Jaime Septién
Es cierto lo que Rubén Darío decía: que la famano persigue a los católicos. Pero de ahí a ocultar lo que nos constituye como hijos de la Iglesia y hermanos de Jesús hay un abismo solamente cubierto con el velo del miedo. O de la cobardía. Da igual ese sentimiento de temor ante el qué dirán está profundamente arraigado entre los católicos. Más aún entre los intelectuales, los periodistas, los poetas. Existen contadas excepciones. Pero cada día se nubla más el horizonte.

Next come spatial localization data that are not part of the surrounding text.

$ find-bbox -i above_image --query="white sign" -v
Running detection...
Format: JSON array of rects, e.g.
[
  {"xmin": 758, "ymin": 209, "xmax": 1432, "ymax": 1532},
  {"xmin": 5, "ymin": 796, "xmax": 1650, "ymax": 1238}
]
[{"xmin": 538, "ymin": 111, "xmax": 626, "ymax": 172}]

¿Por qué odiamos expresar lo que somos? La respuesta tiene varias vertientes. Hemos interiorizado una especie de pavor de presentarnos en sociedad como “mochos”, es decir, como mutilados, como
sujetos rotos y de segunda mano.
También es cierto que las empresas, los medios de comunicación, los espacios públicos se cierran ante la idea de que un católico puede ser una persona capaz de tender puentes, de crear cultura, de elevar el nivel de la discusión política. Piensan que va a hacer proselitismo. Que va a querer llenar las urnas con estampitas del Espíritu Santo u obligar a los camarógrafos a rezar el Magníficat antes de iniciar el noticiario.
Y eso achica las oportunidades, las vuelve “calvas”. Mejor callados y arrinconados en la sacristía. Que no se huela el incienso; que no se aspire el aroma del templo que acabo de dejar para pedir ser contratado
en tal o cual empresa. Hay que ser rudos. O parecerlo.
Olvidamos (culposamente) que se trata de nuestra mejor carta de presentación, no ante el mundo, sino ante Dios. Aquello de la Epístola a Diogneto nos deja fríos. Que estamos en el mundo, pero no somos del mundo. Quizá porque ser católico y avanzar en el mundo implica ser doblemente talentoso, doblemente preparado y bueno. Virtudes que nos desvelan y nos revelan ante el mundo. Si fuéramos fotografías, preferimos quedarnos en negativos.